Granit breton : l'IGP européenne est-elle le gage de qualité ultime pour vos aménagements ?
Le granit breton vient de franchir une étape rare pour une pierre naturelle: selon France 3 Régions, la roche obtient l'Indication géographique protégée à l'échelle européenne, neuf ans après une…

Le granit breton vient de franchir une étape rare pour une pierre naturelle: selon France 3 Régions, la roche obtient l'Indication géographique protégée à l'échelle européenne, neuf ans après une première IGP nationale décrochée en 2017. Pour nous qui travaillons la matière au quotidien, ce n'est pas un tampon administratif de plus — c'est la reconnaissance d'un lien entre une carrière, un terroir et un geste de taille. Reste à voir si le label tiendra ses promesses face à la concurrence asiatique, qui, elle, n'a cure de la mémoire des sols.
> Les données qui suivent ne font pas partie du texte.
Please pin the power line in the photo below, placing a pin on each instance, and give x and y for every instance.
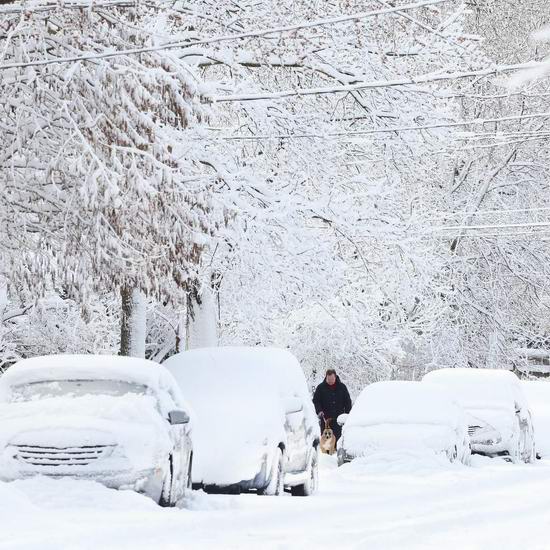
(421, 79)
(4, 10)
(473, 122)
(491, 226)
(225, 38)
(483, 212)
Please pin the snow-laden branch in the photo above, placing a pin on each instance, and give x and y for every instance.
(420, 79)
(225, 38)
(458, 124)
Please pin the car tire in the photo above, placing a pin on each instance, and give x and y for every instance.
(167, 497)
(189, 483)
(275, 485)
(310, 486)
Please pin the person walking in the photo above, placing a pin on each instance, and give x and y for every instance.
(331, 399)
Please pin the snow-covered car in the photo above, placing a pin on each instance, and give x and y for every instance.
(117, 420)
(538, 397)
(398, 415)
(255, 427)
(499, 418)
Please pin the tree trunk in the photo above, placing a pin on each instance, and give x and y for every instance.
(132, 322)
(202, 320)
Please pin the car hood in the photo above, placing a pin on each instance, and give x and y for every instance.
(502, 420)
(130, 422)
(360, 441)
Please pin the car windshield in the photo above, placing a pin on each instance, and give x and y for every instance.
(75, 388)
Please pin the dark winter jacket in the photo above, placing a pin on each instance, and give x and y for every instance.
(332, 400)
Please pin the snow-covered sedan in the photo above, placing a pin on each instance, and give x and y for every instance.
(116, 420)
(255, 427)
(498, 414)
(403, 416)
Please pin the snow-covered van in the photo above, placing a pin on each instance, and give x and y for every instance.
(498, 414)
(117, 420)
(404, 416)
(255, 427)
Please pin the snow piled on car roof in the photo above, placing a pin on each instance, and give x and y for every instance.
(480, 388)
(399, 402)
(84, 367)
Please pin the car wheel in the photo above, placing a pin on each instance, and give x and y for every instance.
(310, 486)
(190, 472)
(275, 485)
(166, 499)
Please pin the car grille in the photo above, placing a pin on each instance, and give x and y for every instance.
(61, 456)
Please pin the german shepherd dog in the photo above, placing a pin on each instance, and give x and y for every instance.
(328, 439)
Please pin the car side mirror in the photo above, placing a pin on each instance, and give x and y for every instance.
(341, 420)
(293, 405)
(178, 417)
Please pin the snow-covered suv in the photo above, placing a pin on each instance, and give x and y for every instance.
(116, 420)
(255, 427)
(404, 416)
(499, 418)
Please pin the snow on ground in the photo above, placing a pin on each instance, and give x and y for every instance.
(396, 502)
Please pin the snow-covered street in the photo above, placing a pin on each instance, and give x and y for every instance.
(401, 502)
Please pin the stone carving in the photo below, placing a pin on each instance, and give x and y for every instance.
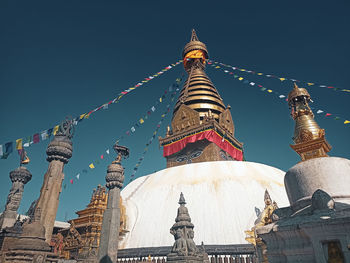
(180, 245)
(19, 178)
(66, 128)
(184, 247)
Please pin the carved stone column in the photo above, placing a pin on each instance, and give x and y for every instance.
(19, 178)
(58, 153)
(111, 217)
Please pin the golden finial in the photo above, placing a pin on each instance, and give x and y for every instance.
(309, 138)
(24, 159)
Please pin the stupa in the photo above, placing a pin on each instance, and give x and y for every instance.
(205, 162)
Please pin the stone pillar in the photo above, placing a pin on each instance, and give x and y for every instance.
(111, 218)
(19, 178)
(58, 153)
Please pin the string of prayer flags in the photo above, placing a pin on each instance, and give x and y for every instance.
(215, 65)
(47, 133)
(153, 109)
(281, 96)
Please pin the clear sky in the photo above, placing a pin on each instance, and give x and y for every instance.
(60, 58)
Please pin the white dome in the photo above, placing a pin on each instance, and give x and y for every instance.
(221, 199)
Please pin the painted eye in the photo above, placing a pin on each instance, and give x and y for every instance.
(181, 159)
(196, 154)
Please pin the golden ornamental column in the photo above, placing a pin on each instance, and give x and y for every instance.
(309, 138)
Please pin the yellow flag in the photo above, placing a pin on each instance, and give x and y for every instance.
(19, 144)
(55, 129)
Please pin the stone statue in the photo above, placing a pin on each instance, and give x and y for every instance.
(191, 246)
(180, 245)
(66, 128)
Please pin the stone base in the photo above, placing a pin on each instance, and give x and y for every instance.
(24, 256)
(188, 259)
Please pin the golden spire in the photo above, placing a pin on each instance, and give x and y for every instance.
(309, 138)
(198, 93)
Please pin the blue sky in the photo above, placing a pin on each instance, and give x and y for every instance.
(62, 58)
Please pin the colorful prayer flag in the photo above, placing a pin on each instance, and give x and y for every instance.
(55, 129)
(19, 144)
(36, 138)
(43, 135)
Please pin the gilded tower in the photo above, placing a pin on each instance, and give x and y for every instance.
(309, 138)
(202, 128)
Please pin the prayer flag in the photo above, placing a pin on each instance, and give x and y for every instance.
(55, 129)
(8, 149)
(36, 138)
(49, 132)
(19, 144)
(43, 135)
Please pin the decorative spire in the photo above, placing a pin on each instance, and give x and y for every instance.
(194, 36)
(199, 93)
(309, 138)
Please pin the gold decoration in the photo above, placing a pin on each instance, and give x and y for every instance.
(309, 138)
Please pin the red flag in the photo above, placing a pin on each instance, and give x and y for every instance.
(36, 138)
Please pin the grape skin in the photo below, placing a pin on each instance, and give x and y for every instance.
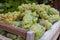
(35, 17)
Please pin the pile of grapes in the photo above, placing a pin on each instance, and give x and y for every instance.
(35, 17)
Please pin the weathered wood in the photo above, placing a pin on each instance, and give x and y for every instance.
(4, 38)
(14, 30)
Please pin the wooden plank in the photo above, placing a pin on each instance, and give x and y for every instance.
(4, 38)
(14, 30)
Ce que change vraiment l'IGP européenne
L'IGP, en pratique, devient un critère technique invocable dans les marchés publics. C'est le président de l'association IG Granit Bretagne, Thomas Le Corguillé, qui le souligne: les collectivités pourront demain écrire « granit IGP breton » dans leurs appels d'offres, sur le même modèle que la porcelaine de Limoges. Dinard l'a déjà fait. Après des années de granit espagnol et portugais, la ville est revenue à la roche locale pour ses derniers aménagements de voirie, malgré un surcoût d'environ 40 % indiqué par le maire Arnaud Salmon.
Quand je sélectionne des dalles ou des bordures, je regarde d'abord trois choses: la densité, le veinage et la tenue dans le temps. Le granit breton — des Côtes-d'Armor comme la carrière de La Landec, ouverte après la Seconde Guerre mondiale et qui a servi à reconstruire Saint-Malo ou Quimper, aux autres bassins historiques — offre une variété de teintes remarquable, du gris-bleu profond au roux doré, avec une patine qui prend la lumière sans s'effriter. C'est précisément ce que la concurrence chinoise standardise mal: cette identité chromatique liée à la géologie locale, impossible à reproduire à l'identique.
Ce que je vérifie avant de signer un devis
Premier réflexe: exiger la traçabilité. L'IGP impose un cahier des charges, mais encore faut-il que le fournisseur justifie l'origine de chaque lot, carrière par carrière. Deuxième point: demander à voir des références de chantier récentes, pas seulement des photos de showroom polies pour le catalogue. Troisièmement, comparer la porosité et la finition — une surface tambourinée ne réagit pas comme un poli miroir face aux intempéries, et le rendu change radicalement selon l'usage, qu'il s'agisse d'une margelle de piscine, d'un dallage de terrasse ou d'une bordure d'allée.
La carrière de La Landec est passée de cinquante salariés à cinq aujourd'hui — une réalité du secteur que le label ne suffit pas à effacer, comme le confie le granitier Denis Hingand qui en tire la roche depuis trente ans. La partie bâtiment et rénovation tient mieux que la voirie, plus exposée à la concurrence. Si votre projet relève du résidentiel, vous avez intérêt à interroger votre fournisseur sur la provenance exacte et à privilégier un granit identifié; pour la voirie collective, l'IGP ouvre une porte nouvelle, mais le prix reste un arbitrage politique que chaque commune mène à sa façon.
La mémoire de la roche avant tout
Ce qui me frappe dans cette reconnaissance européenne, c'est qu'elle replace la pierre dans une géographie et une histoire. Une IGP, ce n'est pas une garantie absolue de qualité — c'est un engagement de méthode, une promesse que la roche a été extraite, taillée et finie selon un cahier des charges précis, par des mains identifiées. À l'achat, c'est un premier filtre utile, à condition de ne pas s'en contenter: derrière le label, c'est toujours la pierre qu'il faut regarder, toucher, soupeser.